Vermuelen also consulted with Courserover, assisting in patenting their work.

Clear funded the first summer, but Martinez used the golf bag as his senior design project, earning a $3,000 venture funded grant. The team also presented their idea at the Venture Rams Business Showcase, winning second place and an additional $1,500.

“I think when [Tomas] decided to make this his senior design and we got a grant, then we were both like alright — we’re going to actually try and give this a lot of effort,” Clear said.

Scott Van Hoesen, going into his senior year of a Mechanical Engineering major, has also been given a 3D printer to go into production. He is also working Courserover into his senior design project, testing and iterating the bag’s design and the production process.

“This year during senior design I hope to utilize the resources provided by the university to finalize the Courserover design and end the year with a bag ready to be manufactured on a large scale, ready for sale,” Van Hoesen said.

Killian Clear on the golf course with his Courserover golf bag
Killian Clear, ’16, on the course with his Courserover golf bag

The bag was designed with shorter golf courses in mind, aiming to be an affordable option for people looking to try golf for the first time. It holds 9 clubs, making it appropriate for courses consisting of par 3 holes.

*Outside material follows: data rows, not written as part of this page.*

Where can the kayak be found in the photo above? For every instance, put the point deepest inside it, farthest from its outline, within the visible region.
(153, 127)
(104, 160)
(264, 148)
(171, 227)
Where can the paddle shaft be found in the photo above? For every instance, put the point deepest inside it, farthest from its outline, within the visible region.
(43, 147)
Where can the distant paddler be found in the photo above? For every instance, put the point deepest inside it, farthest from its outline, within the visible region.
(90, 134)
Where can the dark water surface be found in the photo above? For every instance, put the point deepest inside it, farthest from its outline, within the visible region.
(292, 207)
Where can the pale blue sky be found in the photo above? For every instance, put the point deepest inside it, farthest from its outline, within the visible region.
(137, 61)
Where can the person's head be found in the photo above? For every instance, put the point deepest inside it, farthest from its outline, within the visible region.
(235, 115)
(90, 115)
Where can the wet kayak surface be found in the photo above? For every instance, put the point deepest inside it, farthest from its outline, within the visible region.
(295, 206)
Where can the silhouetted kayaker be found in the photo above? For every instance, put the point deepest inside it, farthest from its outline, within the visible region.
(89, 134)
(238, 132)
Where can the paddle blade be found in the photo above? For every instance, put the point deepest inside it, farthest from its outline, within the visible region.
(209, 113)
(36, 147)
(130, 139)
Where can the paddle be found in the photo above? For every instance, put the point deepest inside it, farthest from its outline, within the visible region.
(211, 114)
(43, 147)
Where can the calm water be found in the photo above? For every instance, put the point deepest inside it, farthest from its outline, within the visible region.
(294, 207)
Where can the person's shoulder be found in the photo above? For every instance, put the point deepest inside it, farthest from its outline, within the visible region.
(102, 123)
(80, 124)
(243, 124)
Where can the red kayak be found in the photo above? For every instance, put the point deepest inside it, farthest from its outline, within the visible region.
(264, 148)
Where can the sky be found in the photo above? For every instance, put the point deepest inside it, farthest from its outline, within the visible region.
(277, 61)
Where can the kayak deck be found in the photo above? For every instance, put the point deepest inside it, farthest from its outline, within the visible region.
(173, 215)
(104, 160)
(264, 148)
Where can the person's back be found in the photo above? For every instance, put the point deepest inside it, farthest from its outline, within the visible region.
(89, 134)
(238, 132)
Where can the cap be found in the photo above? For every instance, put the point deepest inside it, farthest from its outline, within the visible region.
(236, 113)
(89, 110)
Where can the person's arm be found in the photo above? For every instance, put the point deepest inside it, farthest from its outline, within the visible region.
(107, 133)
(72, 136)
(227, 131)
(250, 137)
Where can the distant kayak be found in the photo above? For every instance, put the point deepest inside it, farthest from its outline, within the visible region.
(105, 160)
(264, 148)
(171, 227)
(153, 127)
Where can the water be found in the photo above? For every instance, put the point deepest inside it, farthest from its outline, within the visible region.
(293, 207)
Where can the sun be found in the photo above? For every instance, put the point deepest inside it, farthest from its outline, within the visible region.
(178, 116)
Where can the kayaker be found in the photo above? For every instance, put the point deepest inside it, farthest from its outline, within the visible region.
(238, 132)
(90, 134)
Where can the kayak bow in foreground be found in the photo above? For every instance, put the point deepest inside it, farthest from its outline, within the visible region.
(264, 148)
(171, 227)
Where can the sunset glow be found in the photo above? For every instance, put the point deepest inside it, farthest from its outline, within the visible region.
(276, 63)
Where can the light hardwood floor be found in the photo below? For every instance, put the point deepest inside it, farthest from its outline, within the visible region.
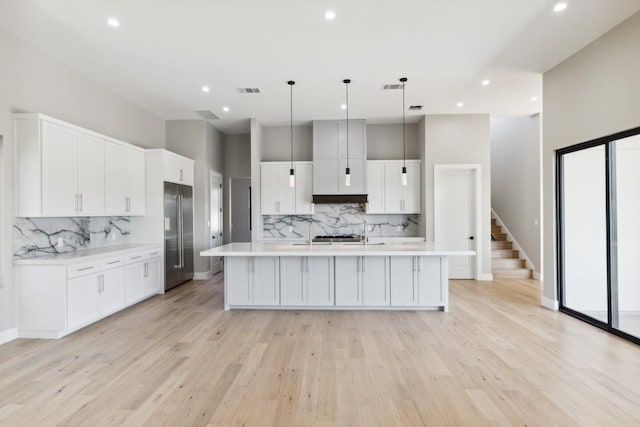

“I wanted to make golf more of a sport that anybody could look at and say ‘yeah, I’ll try that’,” Clear said. “I realized that golf is cool, but it’s pretty intimidating to get into. It felt like a really exclusive sport. And it’s expensive too.”

“[Tomas] introduced me to the product during his senior design and I immediately loved the idea,” Van Hoesen said. “I was new to golf and thought it was the perfect product for someone like me looking to casually start playing.”

Although Courserovers are already available for sale on their website, Killian and Tomas are not yet aiming for sales beyond friends and family, who have made up most of their client base.

“Honestly, when we get a sale through the website, it’s kind of like ‘dang it’,” Clear said. “Now I have to go make it, and it takes a little while to make one.”

“Right now I think we kind of hesitate with sales because we definitely are still in the prototyping phase,” Martinez said. “We have things break, we’re still working out some kinks.”

“One funny thing was that we put the wheels on the wrong way, so the nut would actually unscrew itself while you rolled it,” Clear recalled. “There’s just these little things that you don’t find out until you try.”

Photo comparing the Courserover with a traditional golf bag
The Courserover presents a compact and user-friendly package when compared to a traditional golf bag

The team is working hard to streamline the design before 2023.

“Hopefully by next year we’ll have different materials for the tubing, different manufacturing processes,” Martinez said. Van Hoesen is key in finding where these changes can be made, a fresh set of eyes on the bag.

“We’re gonna go to the Colorado Golf Expo,” Clear said. “We did that this February. We didn’t get a booth or anything because they’re kind of expensive, we just walked around with [Courserover] and a lot of people were like ‘What is that? Where did you get it? That thing is pretty sweet.’ We’re thinking next year we’re going to try and get a booth.”